At the County Water Authority, there is a 36 person Board of Directors that
is appointed by the member agencies. In this capacity, they are responsible
for setting county-wide water policies. At member agencies, the board
usually consists of five directors who are elected by voters in the
geographical districts they represent. As elected representatives, directors
are responsible for adopting policies in accordance with their director’s
needs and representing their district if appointed to serve on the County
Water Authority Board of Directors.”
While it is true the directors of the twenty-four water agencies are elected
by the public, the SDCWA directors are appointed by the agencies, and as
noted in the quote above, they are “.responsible for adopting policies in
accordance with their director’s needs and representing their district.”
If you followed all of that organizational stuff, good for you. Translating:
If the appointed person on the SDCWA board is not a good soldier and decides
to wander from their district’s agenda, they are history.
There is a question that never seems to get answered, and that is why do we
in San Diego County have twenty-four water districts? We get water from two
sources, the State Water Project and the Colorado River. Isn’t this archaic
arrangement something left over from the days when roads were few and
getting around the County on horseback was time-consuming? But let’s set
that aside for the moment to consider a few economic factors.

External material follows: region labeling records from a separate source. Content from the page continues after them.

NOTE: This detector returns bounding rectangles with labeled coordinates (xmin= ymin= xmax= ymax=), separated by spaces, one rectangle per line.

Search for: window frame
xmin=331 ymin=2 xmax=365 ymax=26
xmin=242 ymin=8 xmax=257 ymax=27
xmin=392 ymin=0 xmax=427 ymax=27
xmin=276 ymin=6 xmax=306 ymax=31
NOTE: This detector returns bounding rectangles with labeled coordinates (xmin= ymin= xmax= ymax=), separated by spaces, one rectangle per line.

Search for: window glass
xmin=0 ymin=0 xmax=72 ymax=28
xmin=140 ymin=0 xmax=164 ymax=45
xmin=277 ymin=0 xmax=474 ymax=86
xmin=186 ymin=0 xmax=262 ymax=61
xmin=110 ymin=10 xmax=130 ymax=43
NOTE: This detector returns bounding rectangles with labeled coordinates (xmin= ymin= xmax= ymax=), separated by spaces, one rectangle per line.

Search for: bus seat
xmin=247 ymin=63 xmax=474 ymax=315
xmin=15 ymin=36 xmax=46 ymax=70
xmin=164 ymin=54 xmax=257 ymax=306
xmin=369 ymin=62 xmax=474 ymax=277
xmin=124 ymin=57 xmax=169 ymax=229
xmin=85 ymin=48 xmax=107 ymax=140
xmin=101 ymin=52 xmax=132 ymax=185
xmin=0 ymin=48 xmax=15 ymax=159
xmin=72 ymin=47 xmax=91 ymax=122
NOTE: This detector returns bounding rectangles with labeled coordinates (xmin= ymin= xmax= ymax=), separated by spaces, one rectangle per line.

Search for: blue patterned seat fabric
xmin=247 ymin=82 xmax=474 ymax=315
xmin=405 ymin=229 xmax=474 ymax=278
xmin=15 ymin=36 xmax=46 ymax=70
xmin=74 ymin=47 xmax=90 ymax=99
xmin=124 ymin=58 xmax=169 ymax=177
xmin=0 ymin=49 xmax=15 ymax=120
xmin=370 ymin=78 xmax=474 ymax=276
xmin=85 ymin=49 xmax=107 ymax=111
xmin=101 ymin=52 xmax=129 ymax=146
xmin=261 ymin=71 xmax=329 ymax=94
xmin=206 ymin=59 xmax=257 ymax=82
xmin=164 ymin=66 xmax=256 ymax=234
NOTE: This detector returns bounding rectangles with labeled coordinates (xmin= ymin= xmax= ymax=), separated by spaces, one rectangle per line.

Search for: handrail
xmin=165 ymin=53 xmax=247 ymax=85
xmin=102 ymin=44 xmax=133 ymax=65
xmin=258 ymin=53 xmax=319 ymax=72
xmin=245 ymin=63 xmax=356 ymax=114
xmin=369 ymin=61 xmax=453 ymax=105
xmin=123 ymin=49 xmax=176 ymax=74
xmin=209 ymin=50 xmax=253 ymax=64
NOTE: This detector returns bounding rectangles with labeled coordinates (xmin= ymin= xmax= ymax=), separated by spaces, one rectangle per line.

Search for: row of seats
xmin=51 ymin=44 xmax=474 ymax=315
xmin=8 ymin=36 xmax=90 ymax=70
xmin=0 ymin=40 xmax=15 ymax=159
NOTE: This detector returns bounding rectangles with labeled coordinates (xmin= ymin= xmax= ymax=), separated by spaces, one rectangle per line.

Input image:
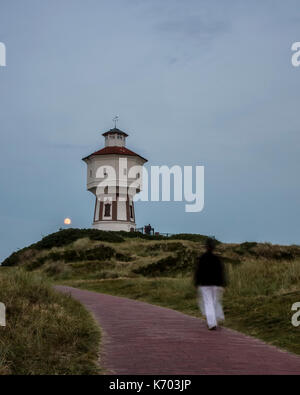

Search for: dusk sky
xmin=0 ymin=0 xmax=300 ymax=260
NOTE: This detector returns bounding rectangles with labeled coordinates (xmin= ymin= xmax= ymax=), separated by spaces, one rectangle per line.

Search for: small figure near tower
xmin=83 ymin=120 xmax=147 ymax=232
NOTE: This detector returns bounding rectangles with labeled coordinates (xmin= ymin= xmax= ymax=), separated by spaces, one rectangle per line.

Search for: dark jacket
xmin=194 ymin=251 xmax=227 ymax=287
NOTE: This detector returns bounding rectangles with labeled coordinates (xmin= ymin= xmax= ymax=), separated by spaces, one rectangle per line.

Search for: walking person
xmin=194 ymin=238 xmax=227 ymax=330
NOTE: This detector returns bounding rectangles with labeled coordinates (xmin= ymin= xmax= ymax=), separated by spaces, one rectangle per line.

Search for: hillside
xmin=3 ymin=229 xmax=300 ymax=354
xmin=0 ymin=268 xmax=100 ymax=375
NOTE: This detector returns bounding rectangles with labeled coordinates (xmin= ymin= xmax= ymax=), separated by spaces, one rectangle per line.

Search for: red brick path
xmin=57 ymin=286 xmax=300 ymax=375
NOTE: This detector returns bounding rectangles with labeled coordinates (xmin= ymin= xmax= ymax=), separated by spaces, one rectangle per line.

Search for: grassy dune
xmin=0 ymin=268 xmax=100 ymax=375
xmin=4 ymin=229 xmax=300 ymax=354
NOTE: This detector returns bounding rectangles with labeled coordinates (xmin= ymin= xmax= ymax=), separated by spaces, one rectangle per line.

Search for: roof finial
xmin=113 ymin=115 xmax=119 ymax=129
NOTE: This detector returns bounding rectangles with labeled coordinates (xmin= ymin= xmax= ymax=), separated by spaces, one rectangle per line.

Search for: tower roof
xmin=82 ymin=145 xmax=148 ymax=162
xmin=102 ymin=128 xmax=128 ymax=137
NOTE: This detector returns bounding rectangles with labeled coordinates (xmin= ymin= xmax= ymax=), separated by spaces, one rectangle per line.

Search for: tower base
xmin=92 ymin=221 xmax=136 ymax=232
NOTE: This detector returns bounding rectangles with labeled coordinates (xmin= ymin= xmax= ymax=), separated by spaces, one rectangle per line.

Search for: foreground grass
xmin=65 ymin=260 xmax=300 ymax=354
xmin=0 ymin=268 xmax=100 ymax=375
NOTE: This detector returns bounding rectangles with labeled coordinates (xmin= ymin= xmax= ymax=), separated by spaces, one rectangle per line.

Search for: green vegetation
xmin=0 ymin=268 xmax=100 ymax=375
xmin=4 ymin=229 xmax=300 ymax=354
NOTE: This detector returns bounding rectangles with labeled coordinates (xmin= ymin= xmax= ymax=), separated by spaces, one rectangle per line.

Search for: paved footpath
xmin=56 ymin=286 xmax=300 ymax=375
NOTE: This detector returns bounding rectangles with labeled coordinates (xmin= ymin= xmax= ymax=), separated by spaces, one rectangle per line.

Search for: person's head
xmin=205 ymin=237 xmax=216 ymax=252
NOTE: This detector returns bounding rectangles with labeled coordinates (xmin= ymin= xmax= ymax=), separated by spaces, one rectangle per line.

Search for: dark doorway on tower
xmin=104 ymin=203 xmax=110 ymax=217
xmin=129 ymin=205 xmax=133 ymax=218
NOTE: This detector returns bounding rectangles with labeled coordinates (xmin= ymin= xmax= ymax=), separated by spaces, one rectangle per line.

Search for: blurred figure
xmin=194 ymin=238 xmax=227 ymax=330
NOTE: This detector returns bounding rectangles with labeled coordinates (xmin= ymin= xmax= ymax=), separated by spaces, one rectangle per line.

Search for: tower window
xmin=104 ymin=203 xmax=110 ymax=217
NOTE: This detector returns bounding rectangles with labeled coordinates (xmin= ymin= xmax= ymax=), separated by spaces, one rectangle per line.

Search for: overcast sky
xmin=0 ymin=0 xmax=300 ymax=259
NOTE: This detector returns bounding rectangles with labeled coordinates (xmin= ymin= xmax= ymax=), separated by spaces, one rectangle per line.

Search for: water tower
xmin=83 ymin=125 xmax=147 ymax=232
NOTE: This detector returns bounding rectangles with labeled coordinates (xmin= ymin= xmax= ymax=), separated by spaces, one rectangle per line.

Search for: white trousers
xmin=198 ymin=286 xmax=224 ymax=328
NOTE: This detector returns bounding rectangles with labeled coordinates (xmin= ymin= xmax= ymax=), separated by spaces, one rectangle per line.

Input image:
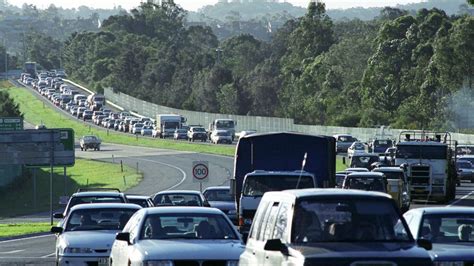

Each of these twenty-four districts have multi-million dollar budgets, where
a significant part of the budget is consumed in management compensation, and
health and welfare benefits for the directors. From 2005 to 2011 Helix spent
$1.1 million for director’s perks. Jobs in other words. Now think about how
these managers are paid. Water users pay their bills and part of the bill
goes to compensate the managers and directors. When water use goes down,
revenue goes down, so theoretically the price should go up. But the public
gets very angry when water rates are raised, causing severe anxiety among
the elected district directors and their managers. So in the end, saving
water is a bad thing for water district jobs.
That is the reason water policy in San Diego is focused on storage and not
the production of new water, i.e., potable recycling. Get it? Stored water
is cheap water, potable recycled water is expensive water. To save water
district manager’s jobs (and continue to re-elect the same directors), water
has to be abundant, cheap stored water.
There is only one flaw in this kind of water policy….in a drought there is
no water to store. And that is why this archaic bureaucratic top heavy
organizational structure has to change to a Water Authority for the County
elected by the voters in San Diego County. Not a thirty-six member board of
appointed puppets for the twenty-four districts, but a much smaller elected
board. If the entire City of San Diego can be administered by twelve council
members, why couldn’t the same number administer the water policy in the
County? Something to think about.
If the SDCWA was a private company organized in twenty-four divisions in a single geographical location,
producing a single product from two sources, just how many nanoseconds would
it take to reorganize the structure?